In the end, there was a lot of value in doing our homework. It was critical to get two letters from professionals who know John and know what he can do. It was impressive to have two thick binders full of treatment and progress records to plunk down at our meeting. And I think it really helped me focus after I placed my ipod on the table to record both meetings (thanks for the iTalk, dad!) Of course, the most important key to our eventual success was the presence of two charming little boys.

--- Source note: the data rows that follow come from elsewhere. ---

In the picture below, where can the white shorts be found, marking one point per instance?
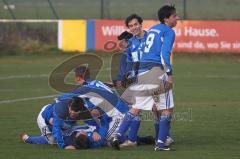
(165, 101)
(44, 127)
(140, 95)
(114, 126)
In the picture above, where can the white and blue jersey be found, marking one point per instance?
(101, 96)
(134, 53)
(158, 47)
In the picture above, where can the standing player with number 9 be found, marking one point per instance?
(155, 79)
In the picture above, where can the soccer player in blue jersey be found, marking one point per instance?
(106, 100)
(122, 72)
(155, 79)
(135, 45)
(58, 117)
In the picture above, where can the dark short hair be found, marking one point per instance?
(76, 104)
(82, 71)
(165, 12)
(81, 141)
(125, 35)
(131, 17)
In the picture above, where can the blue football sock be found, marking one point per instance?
(164, 126)
(126, 123)
(37, 140)
(132, 135)
(156, 126)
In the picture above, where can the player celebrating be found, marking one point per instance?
(155, 78)
(136, 43)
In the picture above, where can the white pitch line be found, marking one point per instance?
(26, 99)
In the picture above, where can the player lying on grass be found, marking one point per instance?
(76, 137)
(61, 116)
(155, 80)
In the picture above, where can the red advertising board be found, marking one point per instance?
(191, 36)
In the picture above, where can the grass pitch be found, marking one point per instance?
(206, 118)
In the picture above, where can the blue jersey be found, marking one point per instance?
(122, 71)
(47, 113)
(70, 134)
(158, 47)
(101, 96)
(134, 54)
(62, 120)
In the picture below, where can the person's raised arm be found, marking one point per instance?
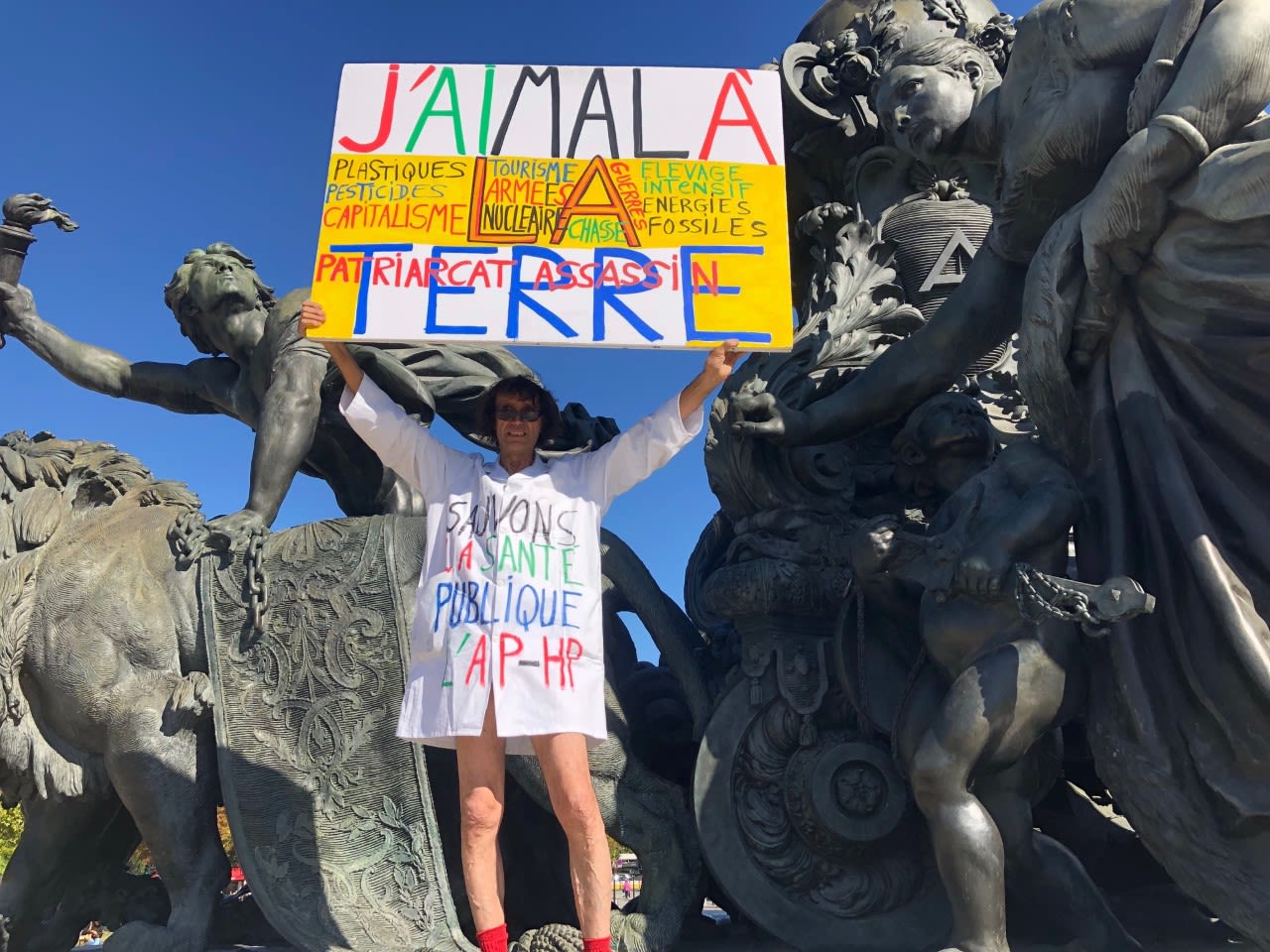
(198, 388)
(982, 312)
(633, 456)
(402, 443)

John babbled throughout the meeting. No words, but lots and lots of glorious sounds. He checked in with me several times during the two hours and was cranky only at the end. When I pointed out that John’s transition testing took place only two months after he began ABA and before we even increased the intensity from 10 to 16 hours a week, we felt the tide might slowly turn in our favor. On paper, John wasn’t looking so great — we were facing very low transition scores, some in the 4-6 month range (don’t get me started on the insanity of using these tests with children who are nonverbal!) The representative sent from the autism program studied him intently and tried to get in his space. She smiled a lot, we took that as a good sign.

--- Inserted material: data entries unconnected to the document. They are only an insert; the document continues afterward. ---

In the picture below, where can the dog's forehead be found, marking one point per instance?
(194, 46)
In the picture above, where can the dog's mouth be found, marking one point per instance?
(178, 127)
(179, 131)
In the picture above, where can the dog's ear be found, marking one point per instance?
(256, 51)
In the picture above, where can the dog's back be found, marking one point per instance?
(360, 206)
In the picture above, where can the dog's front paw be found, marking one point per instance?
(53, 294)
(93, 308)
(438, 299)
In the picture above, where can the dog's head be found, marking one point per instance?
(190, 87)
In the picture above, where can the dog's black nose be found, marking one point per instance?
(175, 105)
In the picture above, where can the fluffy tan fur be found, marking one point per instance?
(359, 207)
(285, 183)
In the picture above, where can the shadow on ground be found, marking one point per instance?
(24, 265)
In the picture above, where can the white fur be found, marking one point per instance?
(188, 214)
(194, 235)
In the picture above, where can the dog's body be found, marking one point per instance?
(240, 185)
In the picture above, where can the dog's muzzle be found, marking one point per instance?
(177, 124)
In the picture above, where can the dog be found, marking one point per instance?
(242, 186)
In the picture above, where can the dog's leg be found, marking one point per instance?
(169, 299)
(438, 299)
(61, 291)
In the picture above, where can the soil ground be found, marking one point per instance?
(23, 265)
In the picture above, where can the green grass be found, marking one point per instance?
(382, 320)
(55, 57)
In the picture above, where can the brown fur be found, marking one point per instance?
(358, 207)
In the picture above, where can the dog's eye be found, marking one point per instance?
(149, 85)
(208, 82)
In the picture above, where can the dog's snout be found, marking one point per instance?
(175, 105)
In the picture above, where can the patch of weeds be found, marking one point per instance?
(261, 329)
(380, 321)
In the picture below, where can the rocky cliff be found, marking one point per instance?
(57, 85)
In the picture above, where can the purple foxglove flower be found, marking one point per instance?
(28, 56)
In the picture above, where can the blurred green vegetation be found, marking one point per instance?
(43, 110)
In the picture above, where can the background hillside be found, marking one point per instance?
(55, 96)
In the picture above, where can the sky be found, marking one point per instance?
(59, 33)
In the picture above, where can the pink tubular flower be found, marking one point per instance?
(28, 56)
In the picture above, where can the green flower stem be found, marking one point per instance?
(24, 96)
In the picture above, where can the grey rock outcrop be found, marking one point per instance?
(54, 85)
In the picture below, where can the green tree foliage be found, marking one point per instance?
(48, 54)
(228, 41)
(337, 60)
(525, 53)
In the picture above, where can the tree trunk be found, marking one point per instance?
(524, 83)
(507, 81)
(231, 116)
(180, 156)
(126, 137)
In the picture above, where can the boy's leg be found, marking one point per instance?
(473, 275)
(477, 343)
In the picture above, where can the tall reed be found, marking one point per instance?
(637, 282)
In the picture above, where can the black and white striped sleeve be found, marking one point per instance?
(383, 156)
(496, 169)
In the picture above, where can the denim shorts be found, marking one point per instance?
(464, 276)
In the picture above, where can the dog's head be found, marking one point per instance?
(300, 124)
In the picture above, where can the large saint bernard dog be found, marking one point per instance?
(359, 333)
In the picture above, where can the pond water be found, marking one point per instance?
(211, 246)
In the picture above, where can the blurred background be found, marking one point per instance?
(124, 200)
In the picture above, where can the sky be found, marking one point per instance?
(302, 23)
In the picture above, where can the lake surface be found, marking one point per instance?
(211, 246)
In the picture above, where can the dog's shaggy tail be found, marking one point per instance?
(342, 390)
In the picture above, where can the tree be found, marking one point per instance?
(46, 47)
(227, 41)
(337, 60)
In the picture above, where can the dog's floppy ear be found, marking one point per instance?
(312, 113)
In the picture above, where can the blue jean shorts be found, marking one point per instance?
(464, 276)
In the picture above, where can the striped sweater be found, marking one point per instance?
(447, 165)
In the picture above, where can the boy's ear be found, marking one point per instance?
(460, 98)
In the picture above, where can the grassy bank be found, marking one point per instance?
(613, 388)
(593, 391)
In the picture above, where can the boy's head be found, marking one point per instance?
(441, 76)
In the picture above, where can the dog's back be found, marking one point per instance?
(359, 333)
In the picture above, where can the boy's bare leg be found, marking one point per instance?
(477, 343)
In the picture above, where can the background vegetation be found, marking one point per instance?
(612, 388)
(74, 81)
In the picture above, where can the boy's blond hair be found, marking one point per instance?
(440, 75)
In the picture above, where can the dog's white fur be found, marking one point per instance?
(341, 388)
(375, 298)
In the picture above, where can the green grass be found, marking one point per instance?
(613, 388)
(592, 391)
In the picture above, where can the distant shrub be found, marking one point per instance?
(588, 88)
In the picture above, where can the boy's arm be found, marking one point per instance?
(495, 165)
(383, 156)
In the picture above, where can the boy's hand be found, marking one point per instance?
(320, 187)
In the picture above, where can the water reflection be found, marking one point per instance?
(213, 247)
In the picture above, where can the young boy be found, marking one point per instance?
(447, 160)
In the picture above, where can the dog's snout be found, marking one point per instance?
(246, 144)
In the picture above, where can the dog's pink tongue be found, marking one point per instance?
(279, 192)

And so when we got to the point in the meeting where they asked us if we had seen all of the available programs and what were our thoughts for John, we said “We really think he needs ‘Dream Program’ because of this, this, and this.”
And they turned to the representative from the autism program (a halo now around her head) and she responded “I couldn’t agree more.”
I may have shouted with happiness (no, I don’t think I did, I’ll have to go back and listen to the recording), but after that everything fell into place for John and a lightness settled over me that I find really hard to explain because it feels so foreign these days.
And the “Dream Program” is this: M-F, 9am to 3pm, a preschool class for kids with autism that uses ABA and discrete trials 1:1. So more of what he’s been doing and more of what has been helping and yet not so isolated as he is with his home program.
I feel terrible to give Sam such short shrift here, but there was never any doubt he’d get his program: M-F, 3 hours per day, in a more traditional preschool class for children with a variety of developmental delays. And the hope that he will keep making such great progress, which he appears to be doing at lightning speed these days.
The lightness lingers. What will I do if it is here to stay?